Vocabulary = word-focused learning: words, collocations, phrasal verbs, idioms, across CEFR A1–C2.

Diagnostic: can you express the idea but it sounds "flat" or overly simple? β†’ vocabulary issue. Can't construct the sentence at all? β†’ grammar issue.

A1 | Elementary | Beginners

A1 vs A2: A1 covers isolated survival phrases (Where is…?, I am…, How much?). A2 handles connected sentences about familiar routines and simple past events. If you can manage short fixed phrases but not string together original sentences about your day, you're still A1.

A1 is the entry level of the CEFR: greetings, introductions, numbers, basic present tense, and core function words.
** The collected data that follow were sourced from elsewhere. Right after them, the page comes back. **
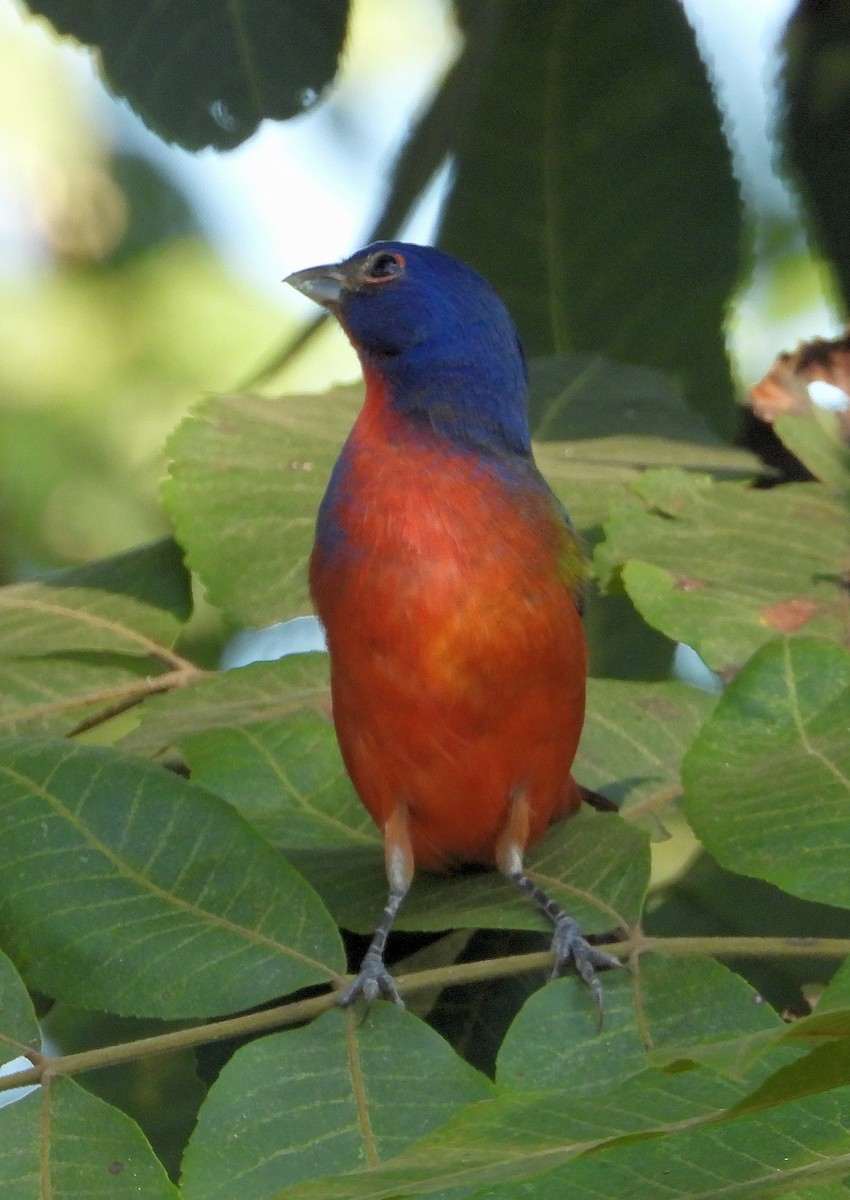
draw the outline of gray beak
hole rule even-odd
[[[332,308],[342,300],[348,282],[342,267],[328,264],[323,267],[308,267],[306,271],[294,271],[283,281],[302,295],[315,300],[324,308]]]

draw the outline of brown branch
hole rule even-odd
[[[850,938],[794,938],[794,937],[646,937],[636,931],[628,940],[605,945],[611,954],[629,958],[635,955],[655,953],[675,956],[693,954],[712,957],[747,958],[845,958],[850,955]],[[404,995],[434,987],[478,983],[488,979],[521,975],[526,971],[545,970],[551,965],[552,957],[547,951],[535,954],[513,954],[504,958],[484,959],[480,962],[455,963],[452,966],[434,967],[427,971],[415,971],[400,975],[396,980],[398,990]],[[340,987],[345,981],[340,982]],[[79,1054],[66,1054],[59,1058],[31,1052],[34,1065],[14,1075],[0,1076],[0,1092],[12,1088],[27,1087],[40,1083],[44,1077],[76,1075],[96,1067],[110,1067],[130,1062],[153,1054],[172,1053],[192,1049],[226,1038],[261,1033],[268,1029],[283,1029],[309,1021],[333,1008],[336,992],[327,992],[309,1000],[296,1000],[280,1004],[275,1008],[244,1016],[227,1017],[194,1025],[188,1029],[177,1029],[171,1033],[154,1037],[139,1038],[133,1042],[120,1042],[103,1046],[97,1050],[84,1050]]]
Diagnostic: can you describe yesterday using past tense? No β†’ A1. Yes β†’ you're moving into A2.

Easy

Easy vs Medium vs Hard: Easy = one rule, obvious answer, A1–A2. Medium = one rule but realistic distractors, A2–B1. Hard = interacting rules, edge cases, B2+. Start Easy to check you have the basics before moving up.

The Easy tag filters for single-rule, short-sentence, common-vocabulary challenges designed for beginners or for anyone wanting a confidence check on fundamentals.

Diagnostic: if you get Easy questions wrong, stay here β€” your foundations need work. If they feel trivial, move to Medium.